EVERYTHING! I'll PM you tomorrow!


----------



## Savage260 (Oct 21, 2007)

Sounds good. Hope I can help.


----------



## xdeano (Jan 14, 2005)

csquared,

welcome to the wild wild world of ballistic programs.

You guys should really post up question and answers. We all might learn a thing or two. 

xdeano


----------



## Savage260 (Oct 21, 2007)

xdeano, you got the right phone, now just download the app! $10 and auto updates, you can't go wrong!


----------



## xdeano (Jan 14, 2005)

oh it's on there, trust me... ;p just use to my Pejsa. To bad it crashed on me. Just been going by my verified drop.

deano


----------



## xdeano (Jan 14, 2005)

Here is a helpful tool to populate without using the phone. Once you get it set up, just sync your phone and it'll suck it all over and you don't have to mess around with all the small numbers.

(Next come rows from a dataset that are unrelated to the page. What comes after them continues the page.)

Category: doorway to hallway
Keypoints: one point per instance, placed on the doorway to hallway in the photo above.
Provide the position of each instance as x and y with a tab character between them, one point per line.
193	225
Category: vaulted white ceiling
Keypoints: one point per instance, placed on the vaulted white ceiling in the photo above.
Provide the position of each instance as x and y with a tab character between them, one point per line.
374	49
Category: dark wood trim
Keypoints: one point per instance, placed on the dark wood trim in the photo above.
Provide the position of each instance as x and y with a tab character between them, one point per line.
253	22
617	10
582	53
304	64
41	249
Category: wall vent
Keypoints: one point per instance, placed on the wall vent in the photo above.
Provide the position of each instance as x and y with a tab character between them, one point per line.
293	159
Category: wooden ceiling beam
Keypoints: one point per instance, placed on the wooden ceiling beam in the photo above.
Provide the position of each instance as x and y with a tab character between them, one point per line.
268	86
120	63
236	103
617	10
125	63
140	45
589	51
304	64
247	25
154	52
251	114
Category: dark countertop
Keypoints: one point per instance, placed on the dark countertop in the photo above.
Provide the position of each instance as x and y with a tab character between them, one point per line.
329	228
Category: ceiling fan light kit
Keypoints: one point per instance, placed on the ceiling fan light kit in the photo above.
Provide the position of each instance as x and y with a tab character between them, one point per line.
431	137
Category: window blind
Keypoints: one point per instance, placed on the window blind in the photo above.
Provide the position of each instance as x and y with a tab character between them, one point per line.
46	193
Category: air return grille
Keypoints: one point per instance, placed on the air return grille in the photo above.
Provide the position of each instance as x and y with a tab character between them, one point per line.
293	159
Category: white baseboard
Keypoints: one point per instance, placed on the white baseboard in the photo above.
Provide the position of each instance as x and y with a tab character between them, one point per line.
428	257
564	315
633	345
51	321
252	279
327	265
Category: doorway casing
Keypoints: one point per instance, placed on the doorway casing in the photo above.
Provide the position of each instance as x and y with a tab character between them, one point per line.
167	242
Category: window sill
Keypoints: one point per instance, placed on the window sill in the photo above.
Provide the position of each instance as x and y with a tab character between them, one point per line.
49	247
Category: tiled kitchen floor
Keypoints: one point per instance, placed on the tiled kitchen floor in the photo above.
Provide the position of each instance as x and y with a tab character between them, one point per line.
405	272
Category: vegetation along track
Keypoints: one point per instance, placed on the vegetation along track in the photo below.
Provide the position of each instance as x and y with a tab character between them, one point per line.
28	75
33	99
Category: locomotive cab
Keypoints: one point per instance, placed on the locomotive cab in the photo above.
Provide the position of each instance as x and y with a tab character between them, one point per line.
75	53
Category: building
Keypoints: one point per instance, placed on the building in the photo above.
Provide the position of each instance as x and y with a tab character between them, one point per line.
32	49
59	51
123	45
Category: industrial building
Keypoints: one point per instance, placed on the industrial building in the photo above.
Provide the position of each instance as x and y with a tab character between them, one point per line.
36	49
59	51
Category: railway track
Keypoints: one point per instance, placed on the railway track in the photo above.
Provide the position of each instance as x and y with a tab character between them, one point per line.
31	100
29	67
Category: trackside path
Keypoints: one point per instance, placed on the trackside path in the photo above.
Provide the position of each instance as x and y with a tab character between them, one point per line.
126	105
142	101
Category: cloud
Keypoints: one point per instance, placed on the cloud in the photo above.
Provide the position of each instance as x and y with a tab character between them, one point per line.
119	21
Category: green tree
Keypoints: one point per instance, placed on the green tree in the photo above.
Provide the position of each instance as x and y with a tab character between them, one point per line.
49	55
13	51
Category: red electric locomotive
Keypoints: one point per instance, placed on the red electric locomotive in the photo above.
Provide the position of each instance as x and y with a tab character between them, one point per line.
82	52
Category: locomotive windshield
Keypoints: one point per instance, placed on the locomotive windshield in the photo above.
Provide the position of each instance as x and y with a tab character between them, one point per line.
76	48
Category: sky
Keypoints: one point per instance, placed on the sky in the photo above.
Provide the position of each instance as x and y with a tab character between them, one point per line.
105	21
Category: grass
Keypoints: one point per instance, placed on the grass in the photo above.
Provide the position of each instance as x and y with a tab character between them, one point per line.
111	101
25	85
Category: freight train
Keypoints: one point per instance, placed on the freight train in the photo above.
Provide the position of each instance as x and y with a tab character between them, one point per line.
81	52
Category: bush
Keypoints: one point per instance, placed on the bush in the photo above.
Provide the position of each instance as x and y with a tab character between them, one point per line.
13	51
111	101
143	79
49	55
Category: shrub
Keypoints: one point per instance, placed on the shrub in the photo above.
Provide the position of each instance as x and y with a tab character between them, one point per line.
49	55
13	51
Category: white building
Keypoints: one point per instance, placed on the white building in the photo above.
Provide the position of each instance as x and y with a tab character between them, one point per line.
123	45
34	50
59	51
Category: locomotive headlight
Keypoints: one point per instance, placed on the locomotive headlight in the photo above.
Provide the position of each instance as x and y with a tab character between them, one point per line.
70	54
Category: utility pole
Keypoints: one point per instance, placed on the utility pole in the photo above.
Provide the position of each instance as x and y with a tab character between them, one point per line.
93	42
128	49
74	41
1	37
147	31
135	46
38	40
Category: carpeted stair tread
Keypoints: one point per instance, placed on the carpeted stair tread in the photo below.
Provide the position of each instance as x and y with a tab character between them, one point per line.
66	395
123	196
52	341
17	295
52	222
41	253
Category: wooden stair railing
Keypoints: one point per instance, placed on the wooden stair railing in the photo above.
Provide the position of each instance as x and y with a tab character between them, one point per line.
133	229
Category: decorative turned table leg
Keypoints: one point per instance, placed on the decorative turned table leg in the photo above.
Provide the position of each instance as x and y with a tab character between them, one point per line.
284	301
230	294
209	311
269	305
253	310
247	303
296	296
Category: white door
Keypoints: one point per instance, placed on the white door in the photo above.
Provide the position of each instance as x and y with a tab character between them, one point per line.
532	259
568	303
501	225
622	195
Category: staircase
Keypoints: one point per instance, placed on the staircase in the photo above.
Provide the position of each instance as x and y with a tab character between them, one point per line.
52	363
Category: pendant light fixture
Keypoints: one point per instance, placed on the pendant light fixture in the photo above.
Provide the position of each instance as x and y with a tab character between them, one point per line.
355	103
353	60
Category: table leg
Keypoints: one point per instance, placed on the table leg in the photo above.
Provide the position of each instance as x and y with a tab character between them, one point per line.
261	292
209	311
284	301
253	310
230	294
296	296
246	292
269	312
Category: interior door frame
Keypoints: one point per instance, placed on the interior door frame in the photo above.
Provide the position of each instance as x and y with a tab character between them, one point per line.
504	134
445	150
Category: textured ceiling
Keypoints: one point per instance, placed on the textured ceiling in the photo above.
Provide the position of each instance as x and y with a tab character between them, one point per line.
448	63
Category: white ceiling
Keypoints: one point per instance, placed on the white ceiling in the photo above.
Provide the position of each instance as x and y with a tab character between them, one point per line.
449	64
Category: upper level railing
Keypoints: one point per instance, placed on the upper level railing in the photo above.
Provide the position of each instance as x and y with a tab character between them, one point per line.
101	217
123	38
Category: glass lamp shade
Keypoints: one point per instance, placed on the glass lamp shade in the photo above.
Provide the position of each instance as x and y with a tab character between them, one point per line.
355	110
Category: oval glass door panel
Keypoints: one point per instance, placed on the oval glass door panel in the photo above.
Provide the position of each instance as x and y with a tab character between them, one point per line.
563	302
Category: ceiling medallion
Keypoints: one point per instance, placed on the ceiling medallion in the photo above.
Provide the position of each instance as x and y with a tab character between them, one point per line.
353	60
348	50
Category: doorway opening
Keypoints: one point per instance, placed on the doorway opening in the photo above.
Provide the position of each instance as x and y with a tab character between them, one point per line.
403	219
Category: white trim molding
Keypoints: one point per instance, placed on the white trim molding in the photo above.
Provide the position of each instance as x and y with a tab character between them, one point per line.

http://manage.shooterapp.net/

Just thought i'd share. 

xdeano


----------



## Csquared (Sep 5, 2006)

Thanks Deano! And everyone else, too! Still haven't decided completely but most likely gonna make the leap. The 21st century has some pretty awesome advancements. Was talking to a guy at work who explained to me how my phone could receive an e-mail if the motion sensors are triggered anywhere on my property, no matter where I am, and I can see whatever triggered them on my phone!

You younger guys are free to laugh at me all you want! :wink:


----------